L’Art Nouveau se distingua également par ses céramiques colorées, tout en courbes et très spectaculaires. Des céramistes comme George E. Ohr, Clément Massier ou Artus Van Briggle produisirent des pièces de couleurs vives, sculpturales qui semblent se muer en jeunes femmes séduisantes ou en fleurs magnifiques, les thèmes favoris de l’Art Nouveau. Le verre irisé, obtenu en vaporisant des oxydes métalliques dans le four, connut un grand succès.

Ces thèmes caractéristiques de l’Art Nouveau – fleurs, feuilles, jeunes femmes, insectes – se prêtaient parfaitement à la joaillerie. Le grand designer René Lalique et ses collègues firent des émules en créant des broches, pendentifs et autres objets en forme de libellules, papillons…

Les vases décorés ont aussi été une signature de l’Art Nouveau, avec la technique du camée : des couches de verre de différentes couleurs superposées, puis partiellement taillées à la meule ou gravées à l’acide afin de révéler les nuances sous-jacentes. Emile Gallé était le maitre de cette technique et la figure majeure de l’Ecole de Nancy, « école » composée des frères Daum, de Victor Prouvé, Louis Majorelle… tous originaires de Nancy. Ces artistes ont signé la majorité des chefs d’oeuvre de l’Art Nouveau français dans les domaines de la verrerie et du mobilier.

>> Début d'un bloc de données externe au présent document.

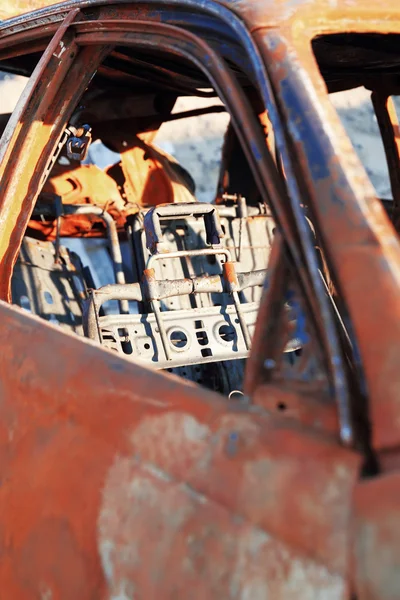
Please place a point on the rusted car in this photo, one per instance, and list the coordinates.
(220, 418)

L’arrivée de l’éclairage électrique à la fin du 19ème siècle ouvrit de nouvelles possibilités aux designers Art Nouveau qui l’habillèrent de couleurs et de formes fluides, tel le belge Victor Rousseau célèbre pour ses pieds de lampe en sujets moulés ou le designer américain Louis comfort Tiffany qui breveta le « Favrile », un type de verre soufflé irisé. La verrerie Tiffany doit sa popularité immense à la qualité des verres, teintes et motifs des lampes, sous la direction de la designer américaine Clara Driscoll et du responsable du four à verre Arthur J. Nash, jamais avare d’expérimentations aux additifs pour créer de nouveaux effets et couleurs.

Enfin, l’Art Nouveau se distingua dans les tissus d’ameublement. Tapis, tissus de rideaux, de coussins se parent de thèmes floraux et de dessins abstraits aux lignes sinueuses. La broderie « coup de fouet » du designer Hermann Obrist, sorte de courbe en épingle à cheveux, deviendra la signature iconique de l’Art Nouveau.

Les affiches Art Nouveau ne furent pas en reste, grace aux progrès de l’imprimerie qui permirent la production en grande série. Ce style d’affiches très élaborées avec des femmes languides, des bordures tournoyantes et des fonds floraux connurent un grand succès, notamment aux Etats-Unis ou elles furent collectionnées au titre d’oeuvres d’art à part entière.